Dieterich Coover

Seventy-seven Palatine Immigrants, who, with their families, numbered in all 60 persons, arrived Aug 9, 1730 at Philadelphia, PA on the ship Thistle of Glasgow. Among those was Deiterich Kober. The male passengers of the ship, from ages 16 and upwards, proceeded at once to the court house and subscribed their names under oath to two declarations before the Governor of the Province of Pennsylvania. The first was the Oath of Allegiance and the second the Oath of Abjuration and Fidelity. The signature of Dieterich Kober is entered onto those two books.

Closely associated with him and his family was Ludwig Mohler, a prominent Swiss, who was born in Switzerland in the year 1696 came with his wife also on the ship thistle and stood side by side with Dieterich Kober as they two gave their signatures together on the Oaths of Allegiance and of Abjuration and late, after settling in Lancaster county, their children and grand children intermarried. There is an old family tradition, that Dietrich Kober was a Swiss, and the social relationship remained with the Mohler family in years subsequent to their arrival in Philadelphia seems to confirm the tradition.

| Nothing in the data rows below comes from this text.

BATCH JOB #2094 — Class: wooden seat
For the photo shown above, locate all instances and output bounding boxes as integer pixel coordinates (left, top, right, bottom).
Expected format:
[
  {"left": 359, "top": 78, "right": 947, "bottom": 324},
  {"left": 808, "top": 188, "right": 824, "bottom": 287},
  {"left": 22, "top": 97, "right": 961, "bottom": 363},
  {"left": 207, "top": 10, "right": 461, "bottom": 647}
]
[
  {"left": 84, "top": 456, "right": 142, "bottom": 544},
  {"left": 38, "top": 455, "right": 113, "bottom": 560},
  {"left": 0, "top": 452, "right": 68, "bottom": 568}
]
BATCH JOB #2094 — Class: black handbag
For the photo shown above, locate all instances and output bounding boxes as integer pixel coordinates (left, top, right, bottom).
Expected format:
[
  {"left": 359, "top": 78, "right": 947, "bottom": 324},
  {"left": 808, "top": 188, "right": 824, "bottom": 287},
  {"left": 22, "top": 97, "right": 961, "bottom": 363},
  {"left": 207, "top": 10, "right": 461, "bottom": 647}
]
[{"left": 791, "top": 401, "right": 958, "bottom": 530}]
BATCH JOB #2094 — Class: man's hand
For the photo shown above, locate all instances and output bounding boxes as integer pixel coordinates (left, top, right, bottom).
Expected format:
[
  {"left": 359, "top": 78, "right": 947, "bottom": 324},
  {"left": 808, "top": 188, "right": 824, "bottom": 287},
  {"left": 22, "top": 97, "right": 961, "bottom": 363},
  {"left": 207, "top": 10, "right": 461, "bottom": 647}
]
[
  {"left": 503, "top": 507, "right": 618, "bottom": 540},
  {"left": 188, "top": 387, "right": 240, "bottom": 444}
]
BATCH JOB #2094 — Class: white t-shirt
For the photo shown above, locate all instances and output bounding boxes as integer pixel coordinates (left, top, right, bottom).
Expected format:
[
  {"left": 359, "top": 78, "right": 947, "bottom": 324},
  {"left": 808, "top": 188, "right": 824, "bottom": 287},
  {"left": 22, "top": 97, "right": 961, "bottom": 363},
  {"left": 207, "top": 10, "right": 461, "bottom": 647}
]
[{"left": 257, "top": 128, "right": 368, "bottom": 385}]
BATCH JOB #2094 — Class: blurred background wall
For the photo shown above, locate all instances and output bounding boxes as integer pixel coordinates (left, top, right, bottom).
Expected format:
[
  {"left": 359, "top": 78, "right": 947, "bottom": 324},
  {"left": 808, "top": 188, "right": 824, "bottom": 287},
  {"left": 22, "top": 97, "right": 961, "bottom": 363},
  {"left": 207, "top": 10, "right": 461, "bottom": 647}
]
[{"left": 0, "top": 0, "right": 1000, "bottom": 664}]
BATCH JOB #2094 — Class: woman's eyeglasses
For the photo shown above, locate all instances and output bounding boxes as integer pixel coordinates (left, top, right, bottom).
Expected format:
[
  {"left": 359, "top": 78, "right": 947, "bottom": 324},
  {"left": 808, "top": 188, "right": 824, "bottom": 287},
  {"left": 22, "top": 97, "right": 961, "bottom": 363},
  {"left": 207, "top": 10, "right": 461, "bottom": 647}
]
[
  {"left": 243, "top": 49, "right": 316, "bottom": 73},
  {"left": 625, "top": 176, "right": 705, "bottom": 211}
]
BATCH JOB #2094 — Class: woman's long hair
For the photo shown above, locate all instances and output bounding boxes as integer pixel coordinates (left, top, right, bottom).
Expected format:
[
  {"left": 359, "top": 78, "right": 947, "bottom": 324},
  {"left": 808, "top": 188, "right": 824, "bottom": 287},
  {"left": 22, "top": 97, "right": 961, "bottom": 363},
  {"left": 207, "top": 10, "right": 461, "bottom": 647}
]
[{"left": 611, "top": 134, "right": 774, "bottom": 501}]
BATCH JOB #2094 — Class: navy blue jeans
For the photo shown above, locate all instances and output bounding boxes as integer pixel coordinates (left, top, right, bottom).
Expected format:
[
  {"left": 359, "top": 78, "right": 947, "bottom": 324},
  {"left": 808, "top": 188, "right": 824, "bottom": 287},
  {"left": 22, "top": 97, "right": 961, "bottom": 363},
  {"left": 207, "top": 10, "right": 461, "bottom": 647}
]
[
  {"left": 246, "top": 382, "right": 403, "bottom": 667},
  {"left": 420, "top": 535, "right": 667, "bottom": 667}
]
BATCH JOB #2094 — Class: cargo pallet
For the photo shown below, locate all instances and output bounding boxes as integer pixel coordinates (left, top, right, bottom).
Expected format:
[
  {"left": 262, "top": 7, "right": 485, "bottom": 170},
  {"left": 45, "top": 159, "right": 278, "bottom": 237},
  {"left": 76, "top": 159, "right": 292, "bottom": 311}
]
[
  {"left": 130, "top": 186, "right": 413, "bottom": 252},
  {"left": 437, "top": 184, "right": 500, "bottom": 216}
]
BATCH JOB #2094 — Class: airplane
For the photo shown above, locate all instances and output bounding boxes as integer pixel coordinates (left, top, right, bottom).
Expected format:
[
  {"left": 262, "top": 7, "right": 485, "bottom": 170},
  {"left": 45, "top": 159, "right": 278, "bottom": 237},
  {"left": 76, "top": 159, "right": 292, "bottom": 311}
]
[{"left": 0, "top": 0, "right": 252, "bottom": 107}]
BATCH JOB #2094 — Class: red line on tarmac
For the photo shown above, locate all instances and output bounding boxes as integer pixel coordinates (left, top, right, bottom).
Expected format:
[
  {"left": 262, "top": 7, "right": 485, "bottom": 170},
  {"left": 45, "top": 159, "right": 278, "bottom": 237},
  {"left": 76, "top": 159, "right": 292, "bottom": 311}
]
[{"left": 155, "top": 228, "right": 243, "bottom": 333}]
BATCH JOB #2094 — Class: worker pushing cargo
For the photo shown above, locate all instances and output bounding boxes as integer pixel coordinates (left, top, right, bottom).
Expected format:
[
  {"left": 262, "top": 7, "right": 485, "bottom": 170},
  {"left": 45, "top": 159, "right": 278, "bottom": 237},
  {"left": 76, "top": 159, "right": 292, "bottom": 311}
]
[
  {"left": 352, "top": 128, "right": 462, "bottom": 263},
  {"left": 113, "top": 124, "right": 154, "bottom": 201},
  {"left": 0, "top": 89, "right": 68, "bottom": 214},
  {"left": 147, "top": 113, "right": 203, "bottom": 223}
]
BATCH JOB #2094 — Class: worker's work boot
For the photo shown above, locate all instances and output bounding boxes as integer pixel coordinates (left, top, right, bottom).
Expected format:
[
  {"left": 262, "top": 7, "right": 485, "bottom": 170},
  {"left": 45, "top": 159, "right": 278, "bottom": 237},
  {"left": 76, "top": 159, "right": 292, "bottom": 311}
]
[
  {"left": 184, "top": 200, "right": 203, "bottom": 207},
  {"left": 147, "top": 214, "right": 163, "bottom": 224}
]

John Dieterich Kober was born in 1703 somewhere in Germany or Switzerland, He died in 1791 and his original burial place is forgotten. One hundred and twenty-six years after his arrival in America and sixty-five years after his burial, his remains together with the remains of his wife Catharine, and of his son George and his wife, Elizabeth, were taken up in 1856 and reinterred in one grave in the Keller-Coover burial place, called “Barbace,” and The Coover Farm Cemetery, near Mechanicsburg, PA. https://www.kauffmanancestry.com/coover-farm-cemetery-reinternment-of-coovers/

John Dieterich Kober married Anna Catharina Hoffman, who died in 1782, nine years before the death of her husband.

John Dieterich Kober had a son, and a grandson, named Dieterich, and it is apparent that our forebear Dieterich in his later years used his baptismal praenomen, John, and his grand-children called him grandfather John.

The youngest son, of George Coover was named John after his grandfather. This grandson John married Salome Keller, daughter of Martin Keller. In 1856, six years before his own death, John Coover reinterred the remains of both his parents and grandparents in one grave, in the Keller-Coover cemetery, namely Barbace.

After the burial in Barbace in 1883 of Salome Keller Coover, who survived her husband 21 years, this “Barbace” cemetery was closed to all future interments.